Il ne faut cependant pas croire que de refuser de leur apporter de l’aide vous sauvera car le sort qui vous est réservé restera à peu près le même si elles vous attrapent…

Les légendes sont souvent associée à des pêchés liés à la religion catholique. Ainsi les lavandières de nuit sont souvent des âmes damnées, effectuant leur pénitence pour l’éternité sur terre ou un prétexte pour décourager les fidèles de s’aventurer dehors la nuit et de travailler lors d’une période de repos.
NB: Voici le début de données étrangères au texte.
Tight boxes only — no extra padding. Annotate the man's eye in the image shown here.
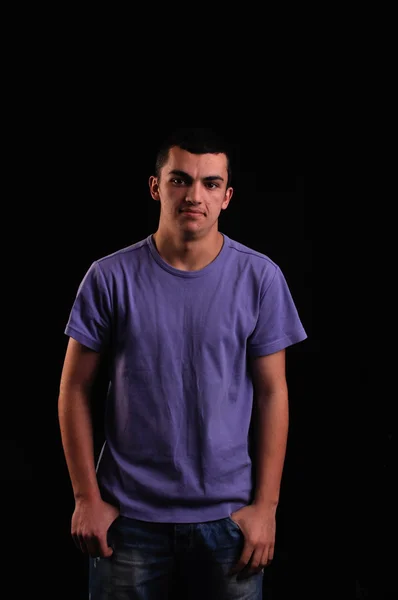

Selon George Sand, les lavandières de nuit sont des mères qui sont maudites pour avoir tué leurs enfants :

« Les véritables lavandières sont les âmes des mères infanticides. Elles battent et tordent incessamment quelque objet qui ressemble à du linge mouillé, mais qui, vu de près, n’est qu’un cadavre d’enfant. Chacune a le sien ou les siens, si elle a été plusieurs fois criminelle. Il faut se garder de les observer ou de les déranger ; car, eussiez-vous six pieds de haut et des muscles en proportion, elles vous saisiraient, vous battraient dans l’eau et vous tordraient ni plus ni moins qu’une paire de bas. »

L’Hoper-Noz

L’Hoper-Noz est une créature que l’on peut exclusivement rencontrer dans les landes de Breizh-Izel (Basse-Bretagne). Lorsqu’on se promène la nuit, on peut entendre des cris des « hou-hou » ou parfois des voix qui appellent à l’aide.

Le premier cris est toujours très lointain, si le promeneur décide de lui répondre, alors l’Hoper Noz fera un bond immense de plusieurs lieue, se rapprochant de moitié de la distance qui le séparait de sa victime. Il criera une seconde fois, et si on lui répond à nouveau, il fera également un bond le rapprochant de moitié de la distance qui vous sépare. A partir de ce moment-là, on peut l’appercevoir, une silhouette noire dans l’obscurité qui se tient à quelques mètres de vous. Il essayera à nouveau de bondir

Après deux réponses, l’Hoper-Noz se trouve dangereusement proche. Sa forme obscure se dessine dans la pénombre, prête à bondir une dernière fois. La légende ne précise pas ce qui arrive à ceux qui osent répondre une troisième fois

Il existe une version de l’Hoper-Noz spécifique aux plages de Cornouaille, on appelle celui-ci Iannic-an-ôd.

« si vous répondez une première fois, Iannic-ann-ôd franchit d’un bon la moitié de la distance qui le sépare de vous ; si vous répondez une deuxième fois, il franchit la moitié de cette moitié ; si vous répondez une troisième fois, il vous rompt le cou. »

Les Groagez ; les fées et sorcières bretonnes

Une groac’h (singulier de groagez) c’est à la fois une sorcière, une fée et une vieille en breton.

Cette créature vit souvent dans l’eau, les fontaines, les rivières.